These ten principles represent the elemental values and ethics of the Burning Man community. They were written in 2004 by Larry Harvey, one of the founders of Burning Man, to guide the development of the regional network.Above all else, they were written to reflect the culture of Burning Man.

Knowing and following these principles is crucial to join the community, because they largely determine the way of being and behavior of burners.

While some burners follow these principles almost religiously, others do not hesitate to debate their possible interpretations, or even challenge them, viewing them as now obsolete. This shows just how dynamic the community is, and how Burning Man culture is constantly growing.


The Burning Man community accepts and respects everybody.

All are welcome and all welcome others. There is no prerequisite in joining and participating in the community.


The practice of gifting is important at Burning Man.

Any donation or gift that is made there has unconditional value. They are made with no expectation of return nor exchange for something of equal value. A gift or donation may be material or not. 


Our community refuses all forms of business and trade, commercial sponsorship, and advertising.

This decommercialization aims to accentuate the pure participative aspect of the experience, and the practice of gifting.


All are aware and in charge of their own subsistence.

Burning Man encourages people to discover, experiment, and lean on their internal resources.

This radical self-reliance implies arriving at Burning Man sufficiently equipped, in terms of equipment, water, and food.


Each individual is invited to express themselves according to their talents and the projects they wish to execute, whether they be creations, artistic projects, or any other kind of experience, so long as the rights and liberties of others are respected.

In return, everyone remains free to establish their own boundaries, and take part in the expression to the extent to which they are capable of accepting. 


The event is cooperative and collaborative.

Each individual is encouraged to help others and actively participate in the construction of the event and the different projects.

The organizers contribute in the production, promotion, and protection of this communal effort in the public space as well as social networks, through communication that encourages interaction.


Civic society is highlighted. Members of the community who organize events or activities must take on the responsibility of public well-being, and make sure that participants are aware of their civic responsibilities.

They must also ensure that local, state and federal law is followed.


Our community respects the environment and commits to leaving no physical trace of its activities.

Each individual is responsible for preserving the space that accommodates the event.

The participants clean the premises afterwards, and if possible, leave them in even better conditions than they were when they arrived.

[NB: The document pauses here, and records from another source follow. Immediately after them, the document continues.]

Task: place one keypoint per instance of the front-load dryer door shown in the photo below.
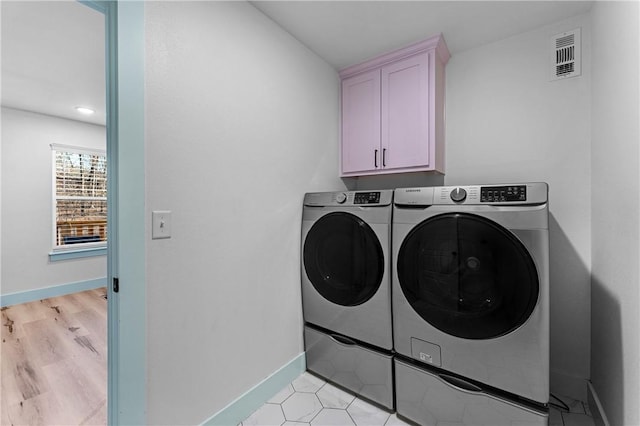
(467, 276)
(345, 284)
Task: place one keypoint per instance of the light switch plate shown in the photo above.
(160, 224)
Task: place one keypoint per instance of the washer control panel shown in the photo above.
(346, 199)
(366, 198)
(492, 194)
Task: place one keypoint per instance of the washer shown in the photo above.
(471, 288)
(346, 290)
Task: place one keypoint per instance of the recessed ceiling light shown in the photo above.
(85, 111)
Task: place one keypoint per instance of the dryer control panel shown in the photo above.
(498, 195)
(492, 194)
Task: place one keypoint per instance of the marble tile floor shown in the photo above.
(311, 401)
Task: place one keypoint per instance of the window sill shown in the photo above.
(56, 256)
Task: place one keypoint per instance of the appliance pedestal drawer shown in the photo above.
(362, 370)
(430, 397)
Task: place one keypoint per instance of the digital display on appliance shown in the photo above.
(490, 194)
(366, 198)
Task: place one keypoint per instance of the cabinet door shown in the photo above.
(405, 113)
(361, 122)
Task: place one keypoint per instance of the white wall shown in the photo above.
(27, 201)
(241, 120)
(615, 350)
(507, 122)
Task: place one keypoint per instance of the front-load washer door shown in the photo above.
(467, 276)
(343, 259)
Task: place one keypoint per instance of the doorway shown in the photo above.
(53, 61)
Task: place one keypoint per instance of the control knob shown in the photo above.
(458, 195)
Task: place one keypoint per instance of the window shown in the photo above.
(80, 197)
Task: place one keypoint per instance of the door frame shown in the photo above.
(126, 317)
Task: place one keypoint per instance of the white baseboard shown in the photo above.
(253, 399)
(573, 387)
(53, 291)
(597, 411)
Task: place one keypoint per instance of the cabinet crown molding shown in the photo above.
(436, 43)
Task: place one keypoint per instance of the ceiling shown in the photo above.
(348, 32)
(53, 51)
(53, 58)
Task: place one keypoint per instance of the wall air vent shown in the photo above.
(566, 60)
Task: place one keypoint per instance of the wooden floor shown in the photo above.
(54, 361)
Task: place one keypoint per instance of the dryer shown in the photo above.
(346, 290)
(470, 292)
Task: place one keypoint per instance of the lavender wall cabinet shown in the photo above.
(393, 111)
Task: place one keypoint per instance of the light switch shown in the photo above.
(161, 224)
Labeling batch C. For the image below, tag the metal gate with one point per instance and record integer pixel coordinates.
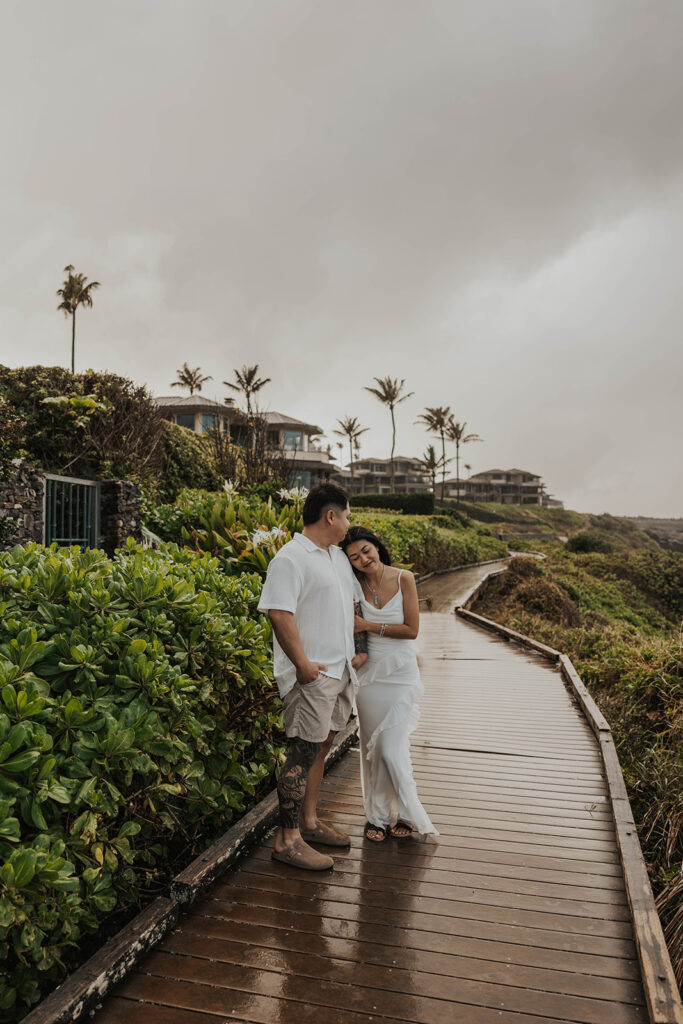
(72, 511)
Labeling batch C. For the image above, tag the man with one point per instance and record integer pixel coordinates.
(308, 595)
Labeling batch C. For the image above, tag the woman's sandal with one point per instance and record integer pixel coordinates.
(402, 825)
(380, 828)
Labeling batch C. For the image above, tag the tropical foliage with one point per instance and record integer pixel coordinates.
(190, 379)
(248, 382)
(389, 391)
(435, 419)
(187, 461)
(350, 428)
(138, 720)
(75, 293)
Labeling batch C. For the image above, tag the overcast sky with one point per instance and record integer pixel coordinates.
(483, 198)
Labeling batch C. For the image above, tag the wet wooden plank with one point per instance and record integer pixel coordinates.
(200, 984)
(483, 961)
(510, 944)
(516, 913)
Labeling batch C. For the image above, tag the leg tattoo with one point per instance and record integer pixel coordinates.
(292, 782)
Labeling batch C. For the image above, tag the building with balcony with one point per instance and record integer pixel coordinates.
(373, 476)
(506, 486)
(198, 413)
(310, 463)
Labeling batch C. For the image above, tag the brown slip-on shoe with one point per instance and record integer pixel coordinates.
(299, 854)
(327, 835)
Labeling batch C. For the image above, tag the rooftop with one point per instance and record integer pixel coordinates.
(196, 401)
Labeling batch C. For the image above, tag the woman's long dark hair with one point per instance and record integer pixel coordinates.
(363, 534)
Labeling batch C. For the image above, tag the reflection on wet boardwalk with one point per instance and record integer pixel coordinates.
(516, 913)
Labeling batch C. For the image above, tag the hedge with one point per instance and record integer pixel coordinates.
(412, 504)
(138, 719)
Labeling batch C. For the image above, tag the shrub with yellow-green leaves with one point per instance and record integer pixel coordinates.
(137, 720)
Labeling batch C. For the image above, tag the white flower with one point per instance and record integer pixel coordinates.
(294, 494)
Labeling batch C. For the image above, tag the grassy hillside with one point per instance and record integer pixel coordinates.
(617, 613)
(428, 543)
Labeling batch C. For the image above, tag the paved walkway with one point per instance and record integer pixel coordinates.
(515, 914)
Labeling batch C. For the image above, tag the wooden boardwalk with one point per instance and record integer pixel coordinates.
(516, 913)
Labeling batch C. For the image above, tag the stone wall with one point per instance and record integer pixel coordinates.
(23, 499)
(119, 513)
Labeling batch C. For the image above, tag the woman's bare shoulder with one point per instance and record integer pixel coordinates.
(408, 581)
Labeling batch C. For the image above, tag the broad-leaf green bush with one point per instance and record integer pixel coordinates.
(138, 718)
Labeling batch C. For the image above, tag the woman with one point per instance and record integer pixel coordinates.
(389, 688)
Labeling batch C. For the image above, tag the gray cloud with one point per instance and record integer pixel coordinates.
(483, 198)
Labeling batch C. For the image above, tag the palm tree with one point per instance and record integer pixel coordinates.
(350, 428)
(75, 293)
(432, 464)
(435, 419)
(190, 378)
(249, 383)
(388, 392)
(456, 433)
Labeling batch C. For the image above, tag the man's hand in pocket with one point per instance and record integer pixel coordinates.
(308, 672)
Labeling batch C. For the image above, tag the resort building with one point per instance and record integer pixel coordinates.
(198, 413)
(506, 486)
(373, 476)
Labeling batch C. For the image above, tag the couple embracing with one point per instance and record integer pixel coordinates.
(344, 625)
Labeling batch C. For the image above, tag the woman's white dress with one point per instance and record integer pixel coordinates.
(389, 688)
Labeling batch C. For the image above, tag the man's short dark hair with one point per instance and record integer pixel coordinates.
(319, 499)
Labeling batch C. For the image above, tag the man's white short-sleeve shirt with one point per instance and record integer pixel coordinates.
(316, 586)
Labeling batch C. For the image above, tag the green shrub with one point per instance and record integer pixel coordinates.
(626, 643)
(587, 541)
(104, 426)
(138, 720)
(186, 463)
(411, 504)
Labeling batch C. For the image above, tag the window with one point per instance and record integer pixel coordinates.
(293, 438)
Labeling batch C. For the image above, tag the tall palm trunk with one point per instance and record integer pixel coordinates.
(457, 473)
(393, 444)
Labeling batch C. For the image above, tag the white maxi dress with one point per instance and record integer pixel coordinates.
(389, 688)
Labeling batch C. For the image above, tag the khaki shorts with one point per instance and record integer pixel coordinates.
(314, 710)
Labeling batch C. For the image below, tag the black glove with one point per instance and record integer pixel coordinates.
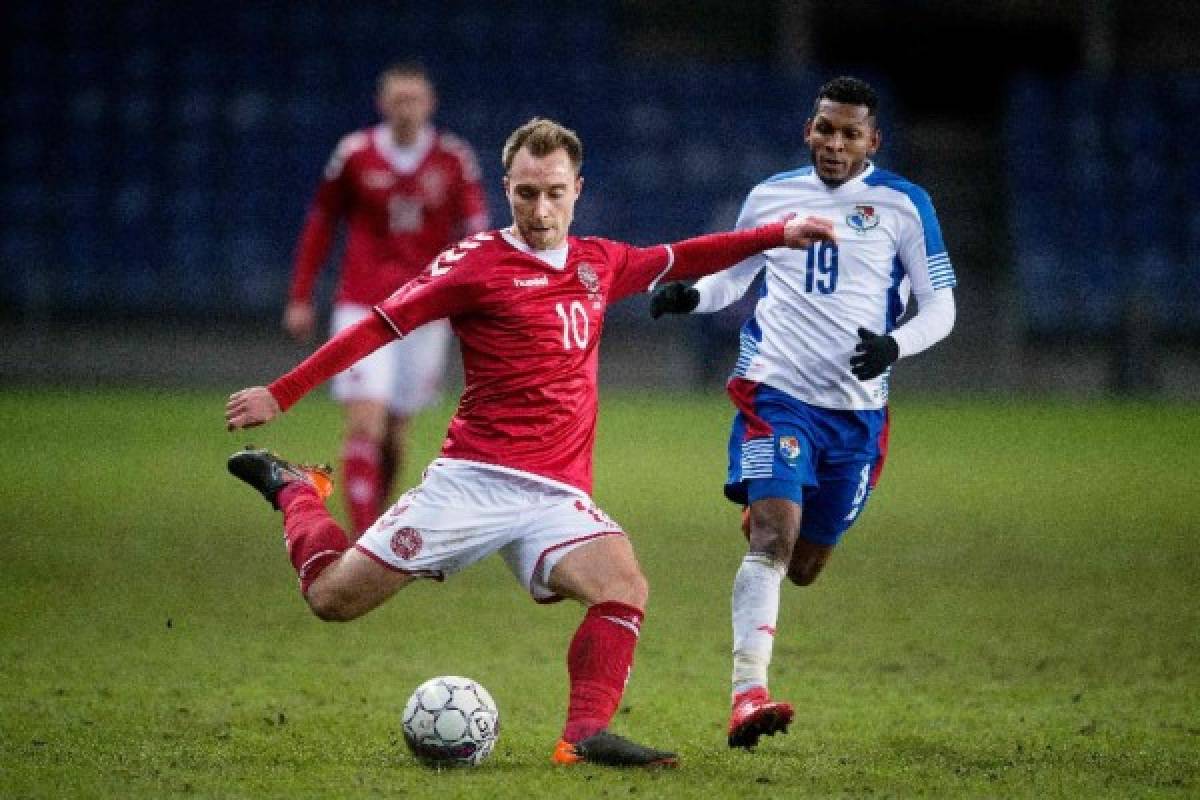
(875, 354)
(673, 299)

The Burning Man experience relies only on the participation of each inidividual. The organizing committee simply provides the basic infrastructure.

Everything else is built by the community, and depends on the community only. Burning Man is neither a festival nor an amusement park.

Each and every one is asked to build, make suggestions, and play. None must remain a spectator only.


Be in the present moment, here and now. This principle is an invitation to open up to the immediate experience and go beyond our own limits, to get closer to our deep self.

A common game at Burning Man illustrates this principle well: you are asked to draw three squares on your arm – the rule is that you are only allowed to refuse a suggestion three times over the course of the event.

Each refusal leads to an “x” in one of the squares. Obviously, no one will ever make you go beyond what you are comfortable with. In reality, this game invites you to let go, and go with the flow.



An 11th principle is sometimes added in some regional events: consent.

The Burning Man Project does not officially recognize it as a principle. It seems that this value is quite present in North American culture, which would explain why they do not deem it necessary to add it as a guiding principle within the community.

In practice, it is systematically implemented at Burning Man, sometimes even to the extreme, and your consent will be asked for multiple times during any activity involving nudity or sexuality.